Institute for Machine Learning @ JKU

The goal of autonomous driving ist to develop the capacity of sensing and moving through general traffic environments with little to no auxiliary inputs. Research on autonomous driving is gaining traction with the increasing availability of realistic simulation engines and large scale datasets. Due to its recent advancements ML and especially Deep reinforcement learning becomes increasingly important also for path planning and path plan improvements and for driving decisions.

Current self-driving systems already work well in simple scenarios (e.g. highways). However, driving in complex environments is still difficult. New challenges arise when the system has to consider the potentially combined occurrence of elaborate traffic conditions, pedestrian behavior, and unusual driving situations.

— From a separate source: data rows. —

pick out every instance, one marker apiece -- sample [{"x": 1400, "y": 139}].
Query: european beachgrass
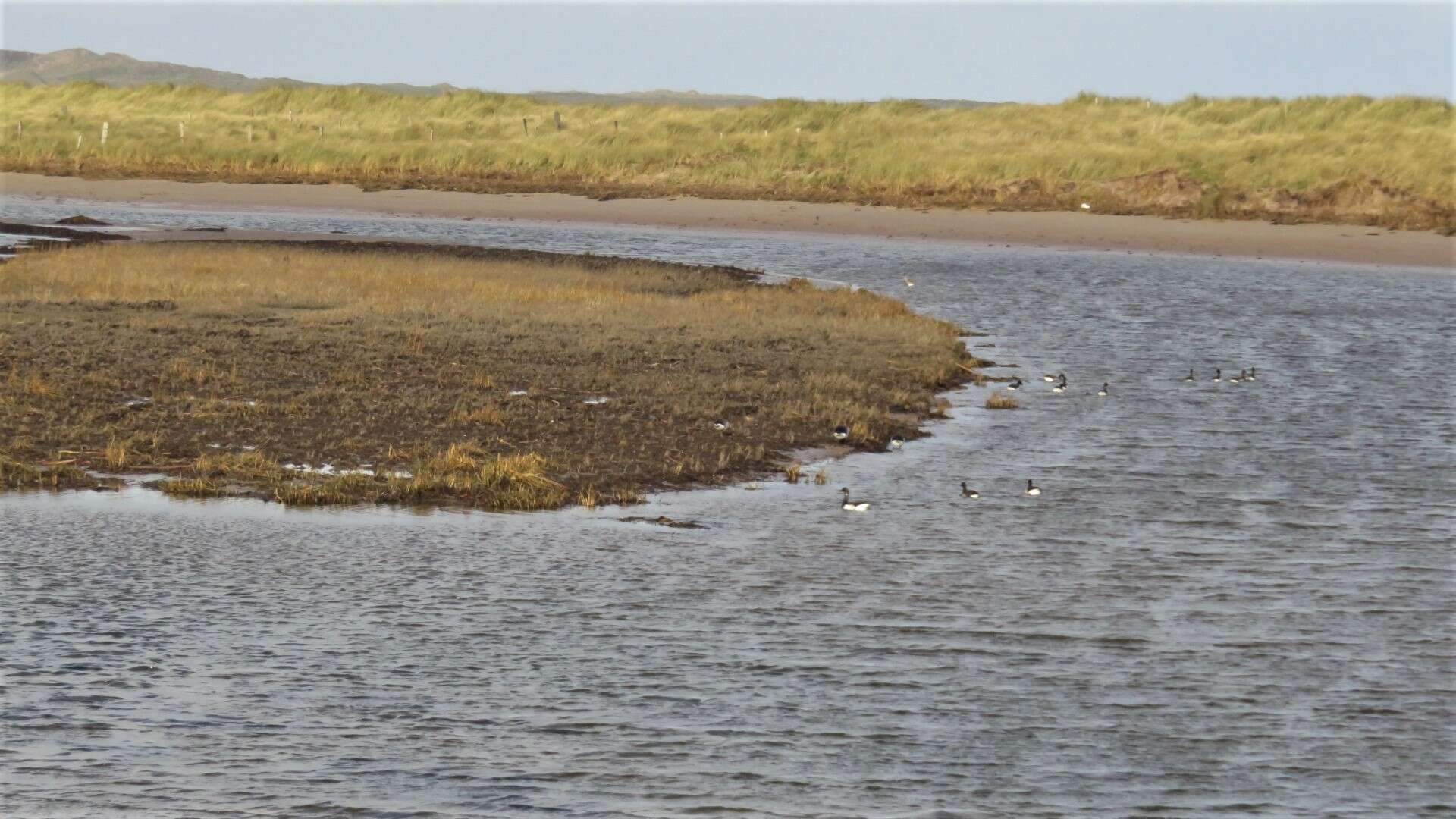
[
  {"x": 504, "y": 381},
  {"x": 1357, "y": 159}
]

The self-driving vehicles of the future need to be able to work under diverse environments and a wide variety of conditions (e.g. varying weather, uncontrollable behavior of other road users, movable traffic lights, etc.). Advancing the state of the art in autonomous driving lies at the heart of the research problem that our team at JKU investigates.

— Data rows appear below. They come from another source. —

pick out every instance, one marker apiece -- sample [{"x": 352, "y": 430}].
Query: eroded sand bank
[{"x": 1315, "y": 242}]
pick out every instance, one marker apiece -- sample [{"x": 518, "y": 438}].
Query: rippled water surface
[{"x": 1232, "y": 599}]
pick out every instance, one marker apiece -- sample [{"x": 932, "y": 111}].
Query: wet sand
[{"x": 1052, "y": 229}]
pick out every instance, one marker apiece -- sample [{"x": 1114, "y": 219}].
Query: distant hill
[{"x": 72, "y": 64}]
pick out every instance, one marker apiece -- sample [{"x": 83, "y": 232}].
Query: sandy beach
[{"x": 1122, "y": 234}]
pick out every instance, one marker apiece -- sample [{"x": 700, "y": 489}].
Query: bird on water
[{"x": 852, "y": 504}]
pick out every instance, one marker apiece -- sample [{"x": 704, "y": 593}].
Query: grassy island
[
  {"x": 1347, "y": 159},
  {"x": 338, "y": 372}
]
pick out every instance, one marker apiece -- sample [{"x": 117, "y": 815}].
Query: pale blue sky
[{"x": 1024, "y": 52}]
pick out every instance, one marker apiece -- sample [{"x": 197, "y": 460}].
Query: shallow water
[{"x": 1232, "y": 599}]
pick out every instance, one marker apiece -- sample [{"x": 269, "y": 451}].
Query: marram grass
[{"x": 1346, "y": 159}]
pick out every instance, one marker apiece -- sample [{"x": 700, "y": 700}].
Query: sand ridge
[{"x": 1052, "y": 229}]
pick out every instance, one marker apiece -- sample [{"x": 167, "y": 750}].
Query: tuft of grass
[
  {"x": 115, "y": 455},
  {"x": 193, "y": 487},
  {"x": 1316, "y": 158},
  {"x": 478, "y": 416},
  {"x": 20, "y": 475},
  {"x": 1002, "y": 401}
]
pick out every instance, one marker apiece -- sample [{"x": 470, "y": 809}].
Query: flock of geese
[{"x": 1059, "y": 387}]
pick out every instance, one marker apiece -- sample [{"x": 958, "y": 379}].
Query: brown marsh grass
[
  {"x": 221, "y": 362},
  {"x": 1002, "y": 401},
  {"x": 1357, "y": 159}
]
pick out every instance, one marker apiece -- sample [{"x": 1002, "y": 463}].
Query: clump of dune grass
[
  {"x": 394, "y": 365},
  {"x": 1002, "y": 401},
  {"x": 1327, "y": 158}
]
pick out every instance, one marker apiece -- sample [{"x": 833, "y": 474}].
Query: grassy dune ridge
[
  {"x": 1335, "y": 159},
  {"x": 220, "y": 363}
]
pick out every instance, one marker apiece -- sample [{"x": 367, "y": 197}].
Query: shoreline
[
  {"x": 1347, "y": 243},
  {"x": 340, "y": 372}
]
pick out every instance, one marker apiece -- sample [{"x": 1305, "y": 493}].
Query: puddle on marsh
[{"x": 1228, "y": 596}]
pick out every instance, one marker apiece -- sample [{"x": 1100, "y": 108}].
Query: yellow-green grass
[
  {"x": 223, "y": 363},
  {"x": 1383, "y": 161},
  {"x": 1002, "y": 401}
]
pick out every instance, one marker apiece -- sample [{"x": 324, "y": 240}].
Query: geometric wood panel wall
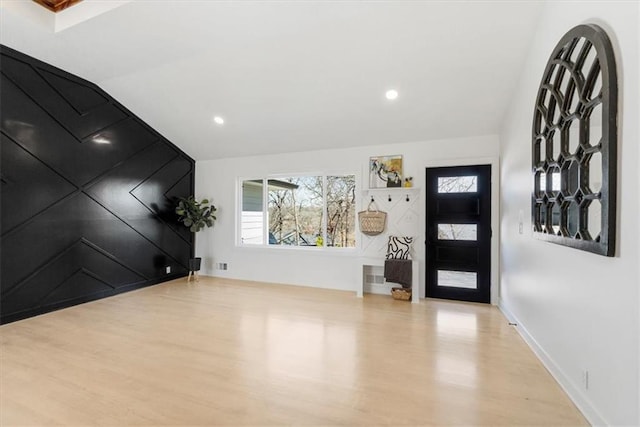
[{"x": 87, "y": 193}]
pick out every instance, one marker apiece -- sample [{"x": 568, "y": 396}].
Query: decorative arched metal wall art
[{"x": 574, "y": 138}]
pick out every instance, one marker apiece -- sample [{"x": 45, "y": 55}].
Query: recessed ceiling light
[{"x": 391, "y": 94}]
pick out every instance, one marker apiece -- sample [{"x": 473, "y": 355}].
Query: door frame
[{"x": 495, "y": 218}]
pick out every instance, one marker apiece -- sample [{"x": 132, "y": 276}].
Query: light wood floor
[{"x": 224, "y": 352}]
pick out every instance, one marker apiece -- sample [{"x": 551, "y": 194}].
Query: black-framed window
[{"x": 574, "y": 139}]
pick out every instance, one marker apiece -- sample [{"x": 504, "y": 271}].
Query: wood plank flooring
[{"x": 223, "y": 352}]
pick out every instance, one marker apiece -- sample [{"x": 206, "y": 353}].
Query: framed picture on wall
[{"x": 385, "y": 171}]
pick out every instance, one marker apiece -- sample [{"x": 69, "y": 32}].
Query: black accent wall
[{"x": 87, "y": 193}]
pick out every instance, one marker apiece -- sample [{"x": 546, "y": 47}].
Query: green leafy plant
[{"x": 195, "y": 214}]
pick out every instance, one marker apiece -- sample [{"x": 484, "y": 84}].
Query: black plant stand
[{"x": 194, "y": 267}]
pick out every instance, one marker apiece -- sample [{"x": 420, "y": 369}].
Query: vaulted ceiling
[{"x": 291, "y": 75}]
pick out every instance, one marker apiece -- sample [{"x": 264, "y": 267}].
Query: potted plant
[{"x": 196, "y": 215}]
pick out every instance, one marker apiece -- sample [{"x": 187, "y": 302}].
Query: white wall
[
  {"x": 316, "y": 267},
  {"x": 576, "y": 309}
]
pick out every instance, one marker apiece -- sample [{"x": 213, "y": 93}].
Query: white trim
[
  {"x": 495, "y": 211},
  {"x": 576, "y": 395}
]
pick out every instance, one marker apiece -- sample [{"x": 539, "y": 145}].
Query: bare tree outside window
[
  {"x": 457, "y": 184},
  {"x": 312, "y": 211}
]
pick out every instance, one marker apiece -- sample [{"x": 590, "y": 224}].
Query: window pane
[
  {"x": 295, "y": 211},
  {"x": 252, "y": 221},
  {"x": 458, "y": 279},
  {"x": 457, "y": 184},
  {"x": 457, "y": 232},
  {"x": 341, "y": 211}
]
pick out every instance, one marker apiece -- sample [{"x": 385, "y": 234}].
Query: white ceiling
[{"x": 294, "y": 75}]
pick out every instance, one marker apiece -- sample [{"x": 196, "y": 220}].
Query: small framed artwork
[{"x": 385, "y": 171}]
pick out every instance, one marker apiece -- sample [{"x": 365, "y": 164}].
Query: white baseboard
[
  {"x": 576, "y": 395},
  {"x": 379, "y": 288}
]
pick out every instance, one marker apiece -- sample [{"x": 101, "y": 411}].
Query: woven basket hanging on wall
[{"x": 372, "y": 221}]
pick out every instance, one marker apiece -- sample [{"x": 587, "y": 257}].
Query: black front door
[{"x": 459, "y": 233}]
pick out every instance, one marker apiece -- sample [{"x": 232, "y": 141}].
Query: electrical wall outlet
[
  {"x": 585, "y": 379},
  {"x": 520, "y": 222}
]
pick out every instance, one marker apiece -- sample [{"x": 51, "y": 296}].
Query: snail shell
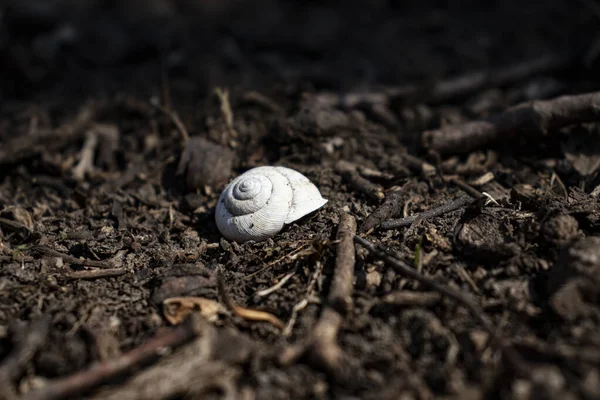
[{"x": 257, "y": 204}]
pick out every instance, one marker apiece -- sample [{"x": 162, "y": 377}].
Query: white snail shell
[{"x": 257, "y": 204}]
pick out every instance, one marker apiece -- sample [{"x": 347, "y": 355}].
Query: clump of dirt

recent publications in AI 4 Driving:

Springer

Visual Scene Understanding for Autonomous Driving Using Semantic Segmentation

Hofmarcher, M., Unterthiner, T., Arjona-Medina, J., Klambauer, G., Hochreiter, S., and Nessler, B.

2019

Abs url

Deep neural networks are an increasingly important technique for autonomous driving, especially as a visual perception component. Deployment in a real environment necessitates the explainability and inspectability of the algorithms controlling the vehicle. Such insightful explanations are relevant not only for legal issues and insurance matters but also for engineers and developers in order to achieve provable functional quality guarantees. This applies to all scenarios where the results of deep networks control potentially life threatening machines. We suggest the use of a tiered approach, whose main component is a semantic segmentation model, over an end-to-end approach for an autonomous driving system. In order for a system to provide meaningful explanations for its decisions it is necessary to give an explanation about the semantics that it attributes to the complex sensory inputs that it perceives. In the context of high-dimensional visual input this attribution is done as a pixel-wise classification process that assigns an object class to every pixel in the image. This process is called semantic segmentation.We propose an architecture that delivers real-time viable segmentation performance and which conforms to the limitations in computational power that is available in production vehicles. The output of such a semantic segmentation model can be used as an input for an interpretable autonomous driving system.
arXiv

Patch Refinement - Localized 3D Object Detection

Lehner, J., Mitterecker, A., Adler, T., Hofmarcher, M., Nessler, B., and Hochreiter, S.

2019

Abs url PDF

We introduce Patch Refinement a two-stage model for accurate 3D object detection and localization from point cloud data. Patch Refinement is composed of two independently trained Voxelnet-based networks, a Region Proposal Network (RPN) and a Local Refinement Network (LRN). We decompose the detection task into a preliminary Bird’s Eye View (BEV) detection step and a local 3D detection step. Based on the proposed BEV locations by the RPN, we extract small point cloud subsets ("patches"), which are then processed by the LRN, which is less limited by memory constraints due to the small area of each patch. Therefore, we can apply encoding with a higher voxel resolution locally. The independence of the LRN enables the use of additional augmentation techniques and allows for an efficient, regression focused training as it uses only a small fraction of each scene. Evaluated on the KITTI 3D object detection benchmark, our submission from January 28, 2019, outperformed all previous entries on all three difficulties of the class car, using only 50 % of the available training data and only LiDAR information.